If yes, then classical liberalism is compatible with slavery -- and if it's compatible with slavery, then it's surely compatible with SJWs and Trump and whatever else people are worried about now.

The "peace treaty liberalism" of OP is compatible with all sorts of things, but that depends on the balance of power. A good example here is different understandings of religous freedom. Here in Austria, theres a bureaucratic process for becoming various levels of recognised as a religion, and it crucially involves the number of members. The rights you can claim soley based on your personal conscience are very limited - conversely, recognised religions have rights that in the US would immediately explode from satanic temple trolling. Our version is the peace treaty, the US is motivated by an abstract right.

It was legal to own slaves in the US up until the 1860s. Has the US been a classically liberal society since its inception?

Yes, of course. I don't see how one could seriously argue that the US have been founded on anything else.

if it's compatible with slavery, then it's surely compatible with SJWs and Trump and whatever else people are worried about now

The thing is, it isn't. Which in part caused the Civil War after long and hard attempts to maintain a precarious pragmatic compromise. Because living up to those principles was incompatible with the survival of the original US but so was not doing so.

Do people think we're headed for another civil war?

Yes.

Do people think Trump is going to establish a dictatorship / one party rule? That's not going to happen, but even if he did, it's not clear to me that even that would be incompatible with classical liberalism, given how nebulous the term is.

I don't think that's likely, but yes, of course despotism is totally compatible with classical liberalism. So long as the despot is a classical liberal. Catherine the Great being the most well known example of this.

In your version of events, the relationship between the monarchs still follows the classical liberalism narrative.

I’m not much of a historian but still this doesn’t appear to hold water in my view. As far as I can tell, the era of European sectarian wars (mainly) between Catholics and Protestants wasn’t ended by classical liberalism but by monarchist absolutism i.e. a new order where sovereign authority is centralized and unrestrained, feudalism is gradually dismantled and the state supersedes the church in terms of power and influence. Local lords and religious leaders no longer had the means to start sectarian wars in the first place. There were no more peasant rebellions fueled by sectarian grievances (among other things).

The argument, AIUI, isn't that classical liberalism brought this about — as you note, that's ahistorical — but that it's the other way around: it was this that brought about classical liberalism later. Because, as you note, a new political order rose due to material, non-ideological reasons. Liberalism, the argument goes, was a later rationalization created post hoc to retroactively justify these, and other subsequent changes, ideologically.

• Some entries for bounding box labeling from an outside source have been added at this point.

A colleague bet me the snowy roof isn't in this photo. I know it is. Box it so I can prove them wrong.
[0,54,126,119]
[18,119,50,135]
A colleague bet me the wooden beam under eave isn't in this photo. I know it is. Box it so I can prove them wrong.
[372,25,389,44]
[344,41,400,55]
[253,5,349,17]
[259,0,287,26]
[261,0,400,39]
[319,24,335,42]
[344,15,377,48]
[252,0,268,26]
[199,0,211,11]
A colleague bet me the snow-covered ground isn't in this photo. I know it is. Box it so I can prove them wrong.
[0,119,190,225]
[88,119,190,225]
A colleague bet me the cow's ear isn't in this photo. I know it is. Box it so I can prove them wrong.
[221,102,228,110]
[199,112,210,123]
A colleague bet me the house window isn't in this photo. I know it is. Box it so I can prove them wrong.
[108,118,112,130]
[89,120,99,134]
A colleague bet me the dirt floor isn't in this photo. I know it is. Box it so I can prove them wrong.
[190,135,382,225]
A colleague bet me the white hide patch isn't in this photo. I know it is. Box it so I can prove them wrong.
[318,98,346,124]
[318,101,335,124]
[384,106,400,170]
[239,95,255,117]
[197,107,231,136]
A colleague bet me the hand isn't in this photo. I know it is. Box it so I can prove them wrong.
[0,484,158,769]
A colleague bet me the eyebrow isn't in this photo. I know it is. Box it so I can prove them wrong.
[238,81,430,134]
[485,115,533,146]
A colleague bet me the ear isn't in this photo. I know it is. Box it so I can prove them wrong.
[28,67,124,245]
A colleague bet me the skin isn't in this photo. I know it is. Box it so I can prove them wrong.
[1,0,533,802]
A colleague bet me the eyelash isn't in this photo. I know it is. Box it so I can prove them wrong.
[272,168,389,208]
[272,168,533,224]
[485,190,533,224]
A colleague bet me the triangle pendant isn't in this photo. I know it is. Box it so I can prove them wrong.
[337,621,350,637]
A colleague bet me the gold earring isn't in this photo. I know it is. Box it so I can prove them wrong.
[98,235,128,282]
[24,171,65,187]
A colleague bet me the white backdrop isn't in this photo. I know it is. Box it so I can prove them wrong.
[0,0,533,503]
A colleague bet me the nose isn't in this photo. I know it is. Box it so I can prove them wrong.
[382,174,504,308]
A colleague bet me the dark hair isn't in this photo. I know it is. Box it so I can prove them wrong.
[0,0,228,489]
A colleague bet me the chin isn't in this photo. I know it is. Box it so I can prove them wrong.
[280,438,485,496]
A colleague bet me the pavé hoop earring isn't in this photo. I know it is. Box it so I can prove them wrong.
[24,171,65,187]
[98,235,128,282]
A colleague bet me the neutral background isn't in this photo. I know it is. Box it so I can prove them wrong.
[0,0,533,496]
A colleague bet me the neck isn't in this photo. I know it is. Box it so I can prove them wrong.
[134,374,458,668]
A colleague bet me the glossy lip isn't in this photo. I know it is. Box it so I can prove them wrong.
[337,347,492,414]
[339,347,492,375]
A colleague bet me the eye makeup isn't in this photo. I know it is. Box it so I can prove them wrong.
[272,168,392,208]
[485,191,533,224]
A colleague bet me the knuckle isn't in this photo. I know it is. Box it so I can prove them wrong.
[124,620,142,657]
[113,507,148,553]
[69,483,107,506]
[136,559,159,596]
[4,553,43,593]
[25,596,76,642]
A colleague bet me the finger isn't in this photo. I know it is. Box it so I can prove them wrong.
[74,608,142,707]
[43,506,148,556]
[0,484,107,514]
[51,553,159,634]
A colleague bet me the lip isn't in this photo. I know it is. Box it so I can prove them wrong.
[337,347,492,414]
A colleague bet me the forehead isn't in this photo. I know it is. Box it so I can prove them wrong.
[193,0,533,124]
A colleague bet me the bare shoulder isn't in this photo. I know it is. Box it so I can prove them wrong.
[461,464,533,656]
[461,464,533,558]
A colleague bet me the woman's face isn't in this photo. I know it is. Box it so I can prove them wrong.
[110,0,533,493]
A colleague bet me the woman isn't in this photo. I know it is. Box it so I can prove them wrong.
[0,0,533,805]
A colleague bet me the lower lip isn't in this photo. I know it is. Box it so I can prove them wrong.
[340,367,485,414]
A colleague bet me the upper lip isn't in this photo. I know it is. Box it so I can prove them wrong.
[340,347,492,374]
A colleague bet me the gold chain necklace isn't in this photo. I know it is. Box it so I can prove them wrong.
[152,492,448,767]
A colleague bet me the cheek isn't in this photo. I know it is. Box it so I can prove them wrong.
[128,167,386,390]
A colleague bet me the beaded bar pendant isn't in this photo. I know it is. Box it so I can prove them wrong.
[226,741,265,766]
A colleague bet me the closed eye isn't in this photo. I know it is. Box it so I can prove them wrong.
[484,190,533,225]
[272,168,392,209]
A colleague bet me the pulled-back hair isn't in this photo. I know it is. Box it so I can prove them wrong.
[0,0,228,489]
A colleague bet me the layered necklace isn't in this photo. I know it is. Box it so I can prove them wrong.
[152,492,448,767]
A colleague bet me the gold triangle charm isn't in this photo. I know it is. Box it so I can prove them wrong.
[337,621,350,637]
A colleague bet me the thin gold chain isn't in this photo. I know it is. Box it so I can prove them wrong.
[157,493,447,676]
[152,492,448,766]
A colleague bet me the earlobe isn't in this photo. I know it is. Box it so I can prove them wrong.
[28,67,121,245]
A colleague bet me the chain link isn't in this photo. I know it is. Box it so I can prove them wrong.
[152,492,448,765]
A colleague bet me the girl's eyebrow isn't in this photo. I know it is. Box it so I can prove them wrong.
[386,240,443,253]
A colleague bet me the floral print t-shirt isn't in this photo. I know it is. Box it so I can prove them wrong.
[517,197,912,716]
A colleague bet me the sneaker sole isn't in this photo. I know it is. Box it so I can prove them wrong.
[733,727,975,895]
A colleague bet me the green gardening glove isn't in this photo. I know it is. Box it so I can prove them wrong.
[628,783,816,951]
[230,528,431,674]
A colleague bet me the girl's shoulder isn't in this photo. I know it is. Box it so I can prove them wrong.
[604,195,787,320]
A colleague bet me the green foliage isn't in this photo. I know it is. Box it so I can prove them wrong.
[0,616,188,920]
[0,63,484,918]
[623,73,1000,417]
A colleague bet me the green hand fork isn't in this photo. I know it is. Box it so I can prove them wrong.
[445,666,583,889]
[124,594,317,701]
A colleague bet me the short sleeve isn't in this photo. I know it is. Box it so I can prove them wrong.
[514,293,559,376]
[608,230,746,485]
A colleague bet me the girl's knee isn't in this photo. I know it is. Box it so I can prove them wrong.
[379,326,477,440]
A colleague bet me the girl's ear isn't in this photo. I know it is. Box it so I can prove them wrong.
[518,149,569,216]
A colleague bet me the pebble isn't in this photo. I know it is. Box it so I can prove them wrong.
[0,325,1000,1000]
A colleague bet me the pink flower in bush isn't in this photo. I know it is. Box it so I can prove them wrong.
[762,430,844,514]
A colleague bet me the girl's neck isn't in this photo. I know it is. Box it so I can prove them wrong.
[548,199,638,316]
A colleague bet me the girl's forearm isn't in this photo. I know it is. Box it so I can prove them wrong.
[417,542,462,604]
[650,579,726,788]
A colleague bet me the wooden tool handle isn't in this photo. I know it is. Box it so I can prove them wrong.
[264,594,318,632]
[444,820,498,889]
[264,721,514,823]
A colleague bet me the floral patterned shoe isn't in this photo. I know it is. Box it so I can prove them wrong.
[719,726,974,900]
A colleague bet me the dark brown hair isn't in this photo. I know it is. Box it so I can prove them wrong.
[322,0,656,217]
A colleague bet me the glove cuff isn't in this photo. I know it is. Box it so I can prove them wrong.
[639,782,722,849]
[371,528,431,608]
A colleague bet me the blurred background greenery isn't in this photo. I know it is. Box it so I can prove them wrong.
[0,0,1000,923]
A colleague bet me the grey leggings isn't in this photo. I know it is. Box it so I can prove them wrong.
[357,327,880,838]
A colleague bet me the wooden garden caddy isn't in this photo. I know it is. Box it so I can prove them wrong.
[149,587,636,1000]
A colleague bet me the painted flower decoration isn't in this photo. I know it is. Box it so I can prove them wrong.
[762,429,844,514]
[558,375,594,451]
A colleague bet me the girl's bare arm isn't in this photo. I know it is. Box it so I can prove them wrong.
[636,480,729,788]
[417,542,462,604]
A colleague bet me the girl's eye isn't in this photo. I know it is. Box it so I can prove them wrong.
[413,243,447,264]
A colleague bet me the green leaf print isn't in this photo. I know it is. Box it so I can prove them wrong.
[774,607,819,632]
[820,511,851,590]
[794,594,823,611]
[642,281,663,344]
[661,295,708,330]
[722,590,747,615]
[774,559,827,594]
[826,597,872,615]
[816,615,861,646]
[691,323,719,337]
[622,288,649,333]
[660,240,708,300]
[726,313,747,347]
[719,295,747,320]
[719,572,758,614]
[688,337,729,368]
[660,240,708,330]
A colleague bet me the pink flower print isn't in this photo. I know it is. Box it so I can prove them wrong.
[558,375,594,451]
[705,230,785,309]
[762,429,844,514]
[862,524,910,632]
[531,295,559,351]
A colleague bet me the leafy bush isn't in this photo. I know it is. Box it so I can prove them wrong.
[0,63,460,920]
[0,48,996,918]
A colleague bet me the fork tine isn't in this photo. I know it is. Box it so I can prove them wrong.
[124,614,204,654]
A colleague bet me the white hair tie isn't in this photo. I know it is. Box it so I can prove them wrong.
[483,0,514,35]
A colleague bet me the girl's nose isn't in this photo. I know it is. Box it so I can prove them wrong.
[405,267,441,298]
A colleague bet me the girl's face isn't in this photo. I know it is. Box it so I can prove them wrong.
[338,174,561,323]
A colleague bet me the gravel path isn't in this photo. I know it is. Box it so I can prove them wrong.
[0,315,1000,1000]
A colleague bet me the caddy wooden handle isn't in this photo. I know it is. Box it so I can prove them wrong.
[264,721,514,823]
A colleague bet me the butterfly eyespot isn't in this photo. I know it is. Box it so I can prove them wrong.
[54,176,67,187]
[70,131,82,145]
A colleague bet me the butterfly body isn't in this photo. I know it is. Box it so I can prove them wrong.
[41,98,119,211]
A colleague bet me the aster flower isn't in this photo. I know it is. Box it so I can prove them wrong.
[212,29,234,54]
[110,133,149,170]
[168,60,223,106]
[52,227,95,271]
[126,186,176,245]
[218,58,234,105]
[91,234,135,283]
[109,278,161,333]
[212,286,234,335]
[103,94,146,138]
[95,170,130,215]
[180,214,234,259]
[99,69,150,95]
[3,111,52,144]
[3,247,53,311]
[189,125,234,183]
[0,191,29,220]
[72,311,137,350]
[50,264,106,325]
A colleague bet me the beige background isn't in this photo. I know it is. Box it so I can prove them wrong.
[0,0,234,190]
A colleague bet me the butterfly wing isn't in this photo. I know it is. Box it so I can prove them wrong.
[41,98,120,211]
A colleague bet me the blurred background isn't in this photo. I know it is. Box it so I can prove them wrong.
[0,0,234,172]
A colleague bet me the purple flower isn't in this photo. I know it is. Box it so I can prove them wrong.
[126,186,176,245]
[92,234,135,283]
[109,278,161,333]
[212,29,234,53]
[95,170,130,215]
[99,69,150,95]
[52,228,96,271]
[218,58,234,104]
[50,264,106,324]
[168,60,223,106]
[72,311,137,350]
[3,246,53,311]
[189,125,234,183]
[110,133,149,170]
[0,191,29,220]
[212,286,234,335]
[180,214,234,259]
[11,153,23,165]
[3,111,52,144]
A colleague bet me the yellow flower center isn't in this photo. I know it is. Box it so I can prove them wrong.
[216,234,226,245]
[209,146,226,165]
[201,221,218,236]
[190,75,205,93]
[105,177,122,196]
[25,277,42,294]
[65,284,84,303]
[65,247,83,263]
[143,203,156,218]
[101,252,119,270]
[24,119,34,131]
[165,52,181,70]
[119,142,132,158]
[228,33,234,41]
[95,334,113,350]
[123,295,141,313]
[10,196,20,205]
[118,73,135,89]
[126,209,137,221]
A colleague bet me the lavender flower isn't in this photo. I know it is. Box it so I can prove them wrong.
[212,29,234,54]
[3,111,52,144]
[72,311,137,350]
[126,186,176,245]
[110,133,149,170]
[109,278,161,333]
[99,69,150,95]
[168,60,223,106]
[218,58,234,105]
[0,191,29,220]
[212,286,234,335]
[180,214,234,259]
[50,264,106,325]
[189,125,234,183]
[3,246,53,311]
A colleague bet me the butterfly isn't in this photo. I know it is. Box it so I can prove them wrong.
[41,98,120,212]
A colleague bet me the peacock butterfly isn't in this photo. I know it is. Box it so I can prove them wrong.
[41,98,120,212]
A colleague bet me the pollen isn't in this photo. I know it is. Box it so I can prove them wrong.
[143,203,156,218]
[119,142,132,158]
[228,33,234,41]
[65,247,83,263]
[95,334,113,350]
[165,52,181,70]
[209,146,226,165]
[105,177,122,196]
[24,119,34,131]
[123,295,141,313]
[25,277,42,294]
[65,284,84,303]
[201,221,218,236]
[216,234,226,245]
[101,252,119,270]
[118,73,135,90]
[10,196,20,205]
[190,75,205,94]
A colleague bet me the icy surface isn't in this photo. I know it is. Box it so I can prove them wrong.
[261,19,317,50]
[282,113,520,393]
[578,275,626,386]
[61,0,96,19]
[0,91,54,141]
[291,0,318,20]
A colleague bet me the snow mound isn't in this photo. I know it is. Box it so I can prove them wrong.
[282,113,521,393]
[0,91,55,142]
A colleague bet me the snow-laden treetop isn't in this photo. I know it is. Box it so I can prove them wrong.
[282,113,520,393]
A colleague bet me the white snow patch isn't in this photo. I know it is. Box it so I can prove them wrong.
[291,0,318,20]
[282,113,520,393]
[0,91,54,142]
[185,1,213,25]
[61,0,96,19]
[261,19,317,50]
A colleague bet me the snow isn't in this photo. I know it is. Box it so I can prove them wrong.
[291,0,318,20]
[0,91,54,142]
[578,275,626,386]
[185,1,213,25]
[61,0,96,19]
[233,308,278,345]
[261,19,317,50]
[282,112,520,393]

Not to say I entirely buy that argument myself. But it's the one I see held forth most often. And if it's not post hoc rationalization of religious tolerance being argued as the source of liberalism, then the next most common position I see argued is that it was a post hoc rationalization for the rise of a mercantile/capitalist "bourgeoise" middle class ("middle" because they're somewhere between the traditional "noble" and "peasant" divisions) to increasing prominence.